Whatever type of arthritis you’re dealing with, you might well be relying on pain relief medication to function from day to day. This may range from pain killers to NSAIDS (non-steroidal anti-inflammatory painkillers) to steroids.  All of the drug treatments available are designed to control symptoms – they won’t help to heal the damage or cure the underlying condition. 

There’s always a balance to be had between the benefits and possible side-effects and the side effects of NSAIDS when taken long-term or very regularly are worth noting. According to scientists at the University of Nottingham these side effects can range from seriously affecting gastrointestinal health to causing heart attacks.

 

Chiropractic & manual therapies


There are many other alternative and complementary ways to manage the pain, decrease inflammation and increase movement, which can reduce or remove the need for painkillers.  Chiropractic is one of them.

The word ‘chiropractic’ derives from the Ancient Greek words ‘kheír’ (‘hand’) and ‘praktikós’ (‘action’), which literally describes what it is! The treatment involves manual manipulation of the spine and joints to restore them to their natural positions and full range of movement. This relieves stiffness and, by association, pain. By increasing the mobility of your joints, chiropractic can enable you to enjoy your favourite activities with less restriction. In fact, according to William Lauretti, DC, an assistant professor at New York Chiropractic College, chiropractic patients with arthritis often improve without the need for pain medications.

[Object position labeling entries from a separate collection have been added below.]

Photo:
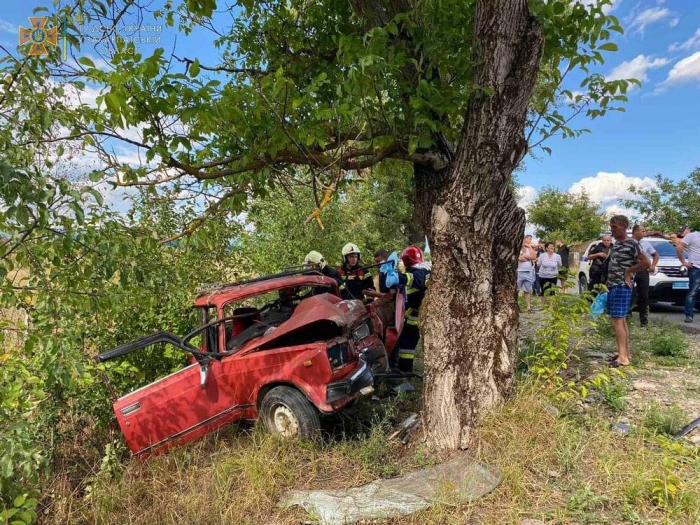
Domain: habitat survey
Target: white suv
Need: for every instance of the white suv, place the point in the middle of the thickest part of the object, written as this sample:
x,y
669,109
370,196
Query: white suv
x,y
669,284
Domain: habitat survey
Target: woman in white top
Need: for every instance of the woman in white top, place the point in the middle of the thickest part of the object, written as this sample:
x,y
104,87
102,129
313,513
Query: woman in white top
x,y
548,264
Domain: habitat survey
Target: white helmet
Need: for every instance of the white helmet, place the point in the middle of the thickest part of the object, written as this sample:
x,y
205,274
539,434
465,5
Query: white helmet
x,y
350,248
314,258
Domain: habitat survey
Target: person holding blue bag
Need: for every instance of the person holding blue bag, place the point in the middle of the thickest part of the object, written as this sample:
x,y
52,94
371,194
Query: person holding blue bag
x,y
626,258
600,304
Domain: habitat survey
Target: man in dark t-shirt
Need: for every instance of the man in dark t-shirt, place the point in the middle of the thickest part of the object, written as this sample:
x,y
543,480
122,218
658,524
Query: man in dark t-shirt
x,y
598,255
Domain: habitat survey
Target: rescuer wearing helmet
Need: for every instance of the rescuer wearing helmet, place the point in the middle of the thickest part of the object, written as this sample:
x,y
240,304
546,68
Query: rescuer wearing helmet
x,y
316,261
415,280
354,277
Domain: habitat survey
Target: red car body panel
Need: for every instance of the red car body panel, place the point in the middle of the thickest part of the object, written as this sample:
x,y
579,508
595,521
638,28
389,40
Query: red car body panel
x,y
181,407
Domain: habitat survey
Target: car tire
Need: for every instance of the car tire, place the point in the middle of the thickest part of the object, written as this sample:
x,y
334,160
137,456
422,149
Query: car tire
x,y
286,412
582,284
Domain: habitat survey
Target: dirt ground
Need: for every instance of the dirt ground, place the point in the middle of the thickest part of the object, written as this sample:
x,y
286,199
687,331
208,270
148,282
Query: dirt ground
x,y
662,383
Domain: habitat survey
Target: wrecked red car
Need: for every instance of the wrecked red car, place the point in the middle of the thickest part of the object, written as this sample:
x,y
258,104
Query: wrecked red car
x,y
284,348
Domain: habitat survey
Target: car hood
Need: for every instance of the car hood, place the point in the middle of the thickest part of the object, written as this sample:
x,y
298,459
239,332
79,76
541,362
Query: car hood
x,y
323,307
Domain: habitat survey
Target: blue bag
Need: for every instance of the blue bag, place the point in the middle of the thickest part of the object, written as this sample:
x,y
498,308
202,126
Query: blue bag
x,y
599,305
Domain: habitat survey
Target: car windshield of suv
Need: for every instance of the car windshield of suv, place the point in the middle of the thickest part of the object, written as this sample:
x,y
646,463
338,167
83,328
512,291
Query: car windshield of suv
x,y
666,249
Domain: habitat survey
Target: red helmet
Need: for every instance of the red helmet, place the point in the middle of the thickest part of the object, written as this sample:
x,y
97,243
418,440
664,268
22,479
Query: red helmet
x,y
411,255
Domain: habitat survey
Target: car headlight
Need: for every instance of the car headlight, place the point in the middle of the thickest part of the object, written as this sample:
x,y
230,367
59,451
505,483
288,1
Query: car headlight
x,y
361,332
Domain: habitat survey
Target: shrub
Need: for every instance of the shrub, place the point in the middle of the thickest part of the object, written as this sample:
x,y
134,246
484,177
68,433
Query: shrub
x,y
669,343
664,420
613,393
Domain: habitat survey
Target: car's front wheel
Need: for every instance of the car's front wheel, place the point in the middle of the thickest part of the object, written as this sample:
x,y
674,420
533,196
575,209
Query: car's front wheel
x,y
286,412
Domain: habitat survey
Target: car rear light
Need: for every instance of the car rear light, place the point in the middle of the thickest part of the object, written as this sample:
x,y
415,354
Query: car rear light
x,y
362,331
338,355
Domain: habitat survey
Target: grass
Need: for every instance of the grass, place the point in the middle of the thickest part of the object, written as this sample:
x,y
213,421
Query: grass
x,y
565,466
613,394
567,469
664,420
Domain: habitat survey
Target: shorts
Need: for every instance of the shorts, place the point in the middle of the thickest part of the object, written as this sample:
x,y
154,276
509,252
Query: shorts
x,y
525,282
619,299
548,283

Bupa also lists acupuncture, homeopathy, osteopathy and massage therapy, but there is almost no conclusive research or evidence to support claims that the former two are effective for osteoarthritis. Osteopathy can be used to treat osteoarthritis and takes a more whole-body approach and will manipulate muscle tissue as well as bones, whereas a chiropractor will focus on joints and the ripple effect that misalignments there have on the rest of the body. A patient may choose one or the other based on where and how their osteoarthritis manifests. These differ from physiotherapy, which focuses on muscular strengthening. Massage therapy can provide welcome relief from pain but won't treat the condition - patients should ask advice from a medical practitioner (whether that's a GP, physio, chiro, osteo) before undertaking massage therapy though, because depending on the individual case it could actually have the opposite effect.

It's important to note that chiropractic and osteopathy are not necessarily appropriate in treating other types of arthritis (rheumatoid arthritis and psoriatic arthritis and ankylosing spondylitis). 

With the help of a personalised treatment plan that includes meaningful lifestyle changes, people living with osteoarthritis can find freedom from pain and learn to manage their condition. For older OA patients, this could mean being able to retain independence and mobility for longer as they move into old age; meanwhile, younger sufferers can stay active at work, meet the physical demands of looking after young children, and, of course, have the energy and ability to enjoy their hobbies. Sarah advises that “chiropractic can be really helpful for anyone who suffers with osteoarthritis, as enabling the joints to move as efficiently as possible and correcting poor posture can help reduce the symptoms and improve their long-term prognosis’.